Search code examples
pythonloopscsvbeautifulsoupexport-to-csv

Looping in BeautifulSoup


I am using python to loop a list of "keys" inside a knows url and extracting as an output. To do this I define a get_urls(key) function and then loops trough key. You can see my example code here:

import urllib3
import requests
urllib3.disable_warnings()
from bs4 import BeautifulSoup
import pandas as pd

def get_urls(key):
    url = f'https://aurl.com/{key}#ltr-{key}'
    r = requests.get(url,proxies=proxies, verify=False)
    soup = BeautifulSoup(r.content, "html.parser")

    for a in soup.find_all('a', href=True):
        z=print(a['href'])
    return z

key = ['C','B']

urllist = []
for key in key:
    urllist.append(get_urls(key))

dflinks = pd.DataFrame(urllist) 
path = 'D://mycsv.csv'
dflinks.to_csv(path,index=False)

The first part of the code seems to be doing the job, as I see the desired urls in the out.
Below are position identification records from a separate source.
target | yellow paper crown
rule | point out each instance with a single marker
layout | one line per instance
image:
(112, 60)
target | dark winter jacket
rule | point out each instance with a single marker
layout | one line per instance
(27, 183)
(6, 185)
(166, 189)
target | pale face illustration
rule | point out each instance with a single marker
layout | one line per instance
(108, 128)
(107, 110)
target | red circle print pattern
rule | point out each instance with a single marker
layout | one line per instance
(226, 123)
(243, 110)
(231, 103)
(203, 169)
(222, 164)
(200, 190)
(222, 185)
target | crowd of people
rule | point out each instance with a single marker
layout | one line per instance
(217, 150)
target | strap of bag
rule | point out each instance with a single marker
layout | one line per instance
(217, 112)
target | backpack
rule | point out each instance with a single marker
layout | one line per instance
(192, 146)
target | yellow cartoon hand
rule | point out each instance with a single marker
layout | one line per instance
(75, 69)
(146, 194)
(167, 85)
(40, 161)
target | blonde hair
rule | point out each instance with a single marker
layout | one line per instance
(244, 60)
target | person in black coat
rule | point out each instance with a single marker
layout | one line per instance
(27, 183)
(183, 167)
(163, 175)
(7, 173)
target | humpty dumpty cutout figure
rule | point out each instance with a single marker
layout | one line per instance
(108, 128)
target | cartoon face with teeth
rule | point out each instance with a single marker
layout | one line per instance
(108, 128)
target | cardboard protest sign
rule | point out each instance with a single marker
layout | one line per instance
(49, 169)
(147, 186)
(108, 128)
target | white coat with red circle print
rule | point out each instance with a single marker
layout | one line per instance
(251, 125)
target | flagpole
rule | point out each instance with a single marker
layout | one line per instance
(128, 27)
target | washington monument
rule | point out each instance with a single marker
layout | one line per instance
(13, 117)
However, I must have an error when saving these urls to a csv, as when I open the desired file it turns out to be empty.

I know I must be incurring in a very basic mistake here, I am learning python and would really appreciate your feedback. I am sure you will spot it fast :)
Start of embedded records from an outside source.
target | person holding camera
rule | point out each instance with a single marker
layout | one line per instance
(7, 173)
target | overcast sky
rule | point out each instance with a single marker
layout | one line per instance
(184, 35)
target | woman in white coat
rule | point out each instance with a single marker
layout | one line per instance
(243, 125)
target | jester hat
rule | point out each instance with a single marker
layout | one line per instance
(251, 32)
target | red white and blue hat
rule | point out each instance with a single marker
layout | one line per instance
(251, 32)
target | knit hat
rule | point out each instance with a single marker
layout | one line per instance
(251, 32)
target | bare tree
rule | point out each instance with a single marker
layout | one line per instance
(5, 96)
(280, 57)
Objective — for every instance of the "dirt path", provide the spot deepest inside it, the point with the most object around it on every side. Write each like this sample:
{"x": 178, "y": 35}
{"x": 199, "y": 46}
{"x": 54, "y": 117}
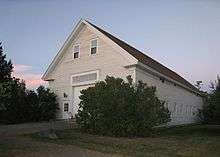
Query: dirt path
{"x": 12, "y": 144}
{"x": 26, "y": 147}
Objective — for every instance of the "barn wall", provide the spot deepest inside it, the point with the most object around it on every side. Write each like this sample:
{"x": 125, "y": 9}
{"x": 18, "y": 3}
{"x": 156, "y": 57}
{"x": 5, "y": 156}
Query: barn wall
{"x": 182, "y": 104}
{"x": 107, "y": 61}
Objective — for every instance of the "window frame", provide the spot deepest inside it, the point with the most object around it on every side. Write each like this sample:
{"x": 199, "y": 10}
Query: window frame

Edit: something else that does not work:

Another strategy that does no work is to substitute the line above the code for:

linklist = []
    for a in soup.find_all('a', href=True):
        z=linklist.append(a['href'])
    return z

Solution

  • You are not returning what you want:

    z = linklist.append(a['href'])
    

    .append() returns None. It is a void function that you call to append a value in a list. Also, you are returning z. Try returning the linklist that you created:

    linklist = []
    for a in soup.find_all('a', href=True):
        linklist.append(a['href'])
    return linklist
    

    You can also try a more pythonic code, but that is optional:

    return [ a['href'] for a in soup.find_all('a', href=True) ]